Each week a different Architect proposes a question, prompt, or theme to accompany our individual and collective research. Our theme for this week, offered by Kathy Couch: “What do we mean by ‘being in’?” When you’re in you’re in, when you’re out you’re in…but how might we understand/explain this state of being in? What are we asking/inviting people to step into?
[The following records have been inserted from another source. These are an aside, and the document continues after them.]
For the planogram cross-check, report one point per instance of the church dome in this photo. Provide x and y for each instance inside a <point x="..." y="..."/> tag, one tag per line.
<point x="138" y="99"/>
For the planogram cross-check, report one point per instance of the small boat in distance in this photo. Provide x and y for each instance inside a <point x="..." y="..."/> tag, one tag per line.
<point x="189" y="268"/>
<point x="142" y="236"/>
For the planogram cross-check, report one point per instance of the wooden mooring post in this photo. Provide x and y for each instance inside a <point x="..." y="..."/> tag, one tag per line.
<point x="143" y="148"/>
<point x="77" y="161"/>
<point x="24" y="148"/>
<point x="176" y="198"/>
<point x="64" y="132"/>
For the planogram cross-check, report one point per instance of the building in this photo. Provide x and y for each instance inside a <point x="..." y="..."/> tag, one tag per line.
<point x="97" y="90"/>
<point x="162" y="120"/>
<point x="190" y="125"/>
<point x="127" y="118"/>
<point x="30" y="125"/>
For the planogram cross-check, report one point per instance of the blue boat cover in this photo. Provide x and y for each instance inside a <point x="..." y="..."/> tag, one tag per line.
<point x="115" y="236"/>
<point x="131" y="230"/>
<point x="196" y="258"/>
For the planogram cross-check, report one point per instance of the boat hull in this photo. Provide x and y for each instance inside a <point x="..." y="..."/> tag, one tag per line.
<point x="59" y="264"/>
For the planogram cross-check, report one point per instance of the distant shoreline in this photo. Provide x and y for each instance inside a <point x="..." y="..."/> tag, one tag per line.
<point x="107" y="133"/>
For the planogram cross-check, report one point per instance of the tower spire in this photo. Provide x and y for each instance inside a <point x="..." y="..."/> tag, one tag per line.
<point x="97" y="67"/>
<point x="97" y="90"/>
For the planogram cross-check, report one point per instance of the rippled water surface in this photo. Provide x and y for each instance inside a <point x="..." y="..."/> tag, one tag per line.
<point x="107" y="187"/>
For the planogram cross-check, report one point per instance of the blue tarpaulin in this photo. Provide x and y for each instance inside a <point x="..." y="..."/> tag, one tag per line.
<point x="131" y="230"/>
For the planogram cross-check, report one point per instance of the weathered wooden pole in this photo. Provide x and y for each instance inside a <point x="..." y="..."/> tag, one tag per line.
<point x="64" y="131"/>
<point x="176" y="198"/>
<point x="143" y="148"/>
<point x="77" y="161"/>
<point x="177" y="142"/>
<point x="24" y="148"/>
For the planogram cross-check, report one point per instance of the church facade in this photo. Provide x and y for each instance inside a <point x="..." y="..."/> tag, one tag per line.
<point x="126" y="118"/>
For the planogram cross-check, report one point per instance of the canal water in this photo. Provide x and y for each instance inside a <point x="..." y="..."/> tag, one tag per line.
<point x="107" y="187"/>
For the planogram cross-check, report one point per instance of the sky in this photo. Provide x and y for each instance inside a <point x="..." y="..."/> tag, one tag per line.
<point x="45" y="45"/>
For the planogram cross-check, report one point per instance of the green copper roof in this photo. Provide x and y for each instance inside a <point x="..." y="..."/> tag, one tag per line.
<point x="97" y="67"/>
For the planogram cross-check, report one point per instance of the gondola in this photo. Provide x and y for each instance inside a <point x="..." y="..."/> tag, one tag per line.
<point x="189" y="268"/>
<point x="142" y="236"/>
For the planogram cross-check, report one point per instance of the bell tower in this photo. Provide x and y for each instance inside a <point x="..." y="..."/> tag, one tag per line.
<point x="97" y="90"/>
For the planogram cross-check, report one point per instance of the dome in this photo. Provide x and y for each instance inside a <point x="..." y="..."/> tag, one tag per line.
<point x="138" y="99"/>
You can read each Architect's response by clicking on their name.


Jennifer Kayle

What does it mean to be “in”? Here is something I ended up writing for a course in 2018. I had gone back to “the 4 rules” for help, for ideas, because I was in a terrible situation that semester. I wrote one of these blurbs for each of Angeles Arrien’s 4 archetypes in the Four Fold Way, and while I did share it with the class, I mostly did it for myself. Kathy’s prompt makes me think of this first archetype, the warrior, and the primary action associated with that figure: show up and choose to be present. I considered this inner “resource” through the conceit that this warrior might ask certain questions:


SHOW UP. Beyond just getting yourself through the door (also not easy on some days), what is “showing-up” as an artistic practice? What does it mean to be “present,” and is it a discipline? Do you really arrive, or just partially? Do you avoid or resist being where you are? Can you show up in public – face exposure, stand accountable? What takes you out, away, at a remove from yourself or from what you’re actually doing - your internal critic or an agenda that’s in conflict with what’s suddenly in front of you? What about being seen? We do almost everything in our art form with, and in front of, other people. Showing up and choosing to remain present over and over, in difficult circumstances… what would this yield over time? 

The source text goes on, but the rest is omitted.